Sadly, the Chiricahua Leopard Frog is a “Threatened Species” and so, in this story, we learn about the dangers that face this amphibian, dangers that are largely man-made. Cheery has to be very, very careful or she might be eaten by a bullfrog or crayfish, two species that man has introduced into Cheery’s pond. There is also a disease that was brought into the pond by the bullfrog, a disease that could kill Cheery.
After a summer of playing with friends, Cheery finds a pile of leaves and crawls underneath for a long winter's nap. When she wakes up the next spring, she is dismayed to discover that most of her fellow Leopard Frogs have fallen victim to those man-made dangers that lurk within the pond. Will Cheery also become a statistic, or does she have a brighter future?

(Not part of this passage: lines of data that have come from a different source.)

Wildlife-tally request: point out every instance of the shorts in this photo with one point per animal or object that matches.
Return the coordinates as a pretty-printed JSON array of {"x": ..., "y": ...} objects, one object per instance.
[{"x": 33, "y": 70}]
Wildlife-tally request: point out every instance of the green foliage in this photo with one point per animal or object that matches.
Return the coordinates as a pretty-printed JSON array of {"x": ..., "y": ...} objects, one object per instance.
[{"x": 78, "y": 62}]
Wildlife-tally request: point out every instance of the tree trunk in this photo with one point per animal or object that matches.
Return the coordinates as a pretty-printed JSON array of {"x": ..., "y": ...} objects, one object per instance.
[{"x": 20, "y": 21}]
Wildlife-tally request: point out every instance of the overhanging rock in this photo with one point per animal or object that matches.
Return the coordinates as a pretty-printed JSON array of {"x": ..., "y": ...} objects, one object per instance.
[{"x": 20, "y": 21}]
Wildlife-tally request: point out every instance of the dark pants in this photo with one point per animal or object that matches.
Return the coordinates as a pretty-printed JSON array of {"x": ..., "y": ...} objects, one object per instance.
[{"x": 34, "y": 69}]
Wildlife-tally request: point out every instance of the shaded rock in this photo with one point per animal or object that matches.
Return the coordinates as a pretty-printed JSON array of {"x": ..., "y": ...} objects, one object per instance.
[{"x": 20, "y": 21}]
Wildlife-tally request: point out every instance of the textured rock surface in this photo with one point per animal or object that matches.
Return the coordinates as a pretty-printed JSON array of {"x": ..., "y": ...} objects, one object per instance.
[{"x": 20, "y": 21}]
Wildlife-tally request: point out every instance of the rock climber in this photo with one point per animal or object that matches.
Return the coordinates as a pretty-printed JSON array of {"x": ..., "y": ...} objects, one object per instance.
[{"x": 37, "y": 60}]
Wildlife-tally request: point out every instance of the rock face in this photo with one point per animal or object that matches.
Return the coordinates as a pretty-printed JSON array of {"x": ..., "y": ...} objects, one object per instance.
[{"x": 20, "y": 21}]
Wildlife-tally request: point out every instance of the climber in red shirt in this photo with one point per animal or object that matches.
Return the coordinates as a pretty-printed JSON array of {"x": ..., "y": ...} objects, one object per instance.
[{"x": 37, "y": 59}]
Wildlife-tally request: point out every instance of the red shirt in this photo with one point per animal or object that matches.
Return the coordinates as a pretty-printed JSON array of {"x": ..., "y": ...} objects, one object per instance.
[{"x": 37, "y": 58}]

Cheery is a well conceived book that teaches young readers (ages 9-12) about one species that faces extinction if something is not done. The story is upbeat (and there’s a happy ending!) and the drawings are bright and playful. The story is told in the first person, by Cheery, which helps to bring the urgency of her plight home to readers. There is also plenty of information within the pages of this book that explain the life-cycle of frogs in a fun and engaging way. Readers will be well-versed in “everything frog” after reading the story. With four pages of resources at the back (numerous website links included), the book is an excellent resource for those wishing to do a school/home school project about an endangered species.
Quill says: Cheery is an excellent book to teach youngsters the life cycle of frogs and more importantly, what they can do to help save the Chiricahua Leopard Frog.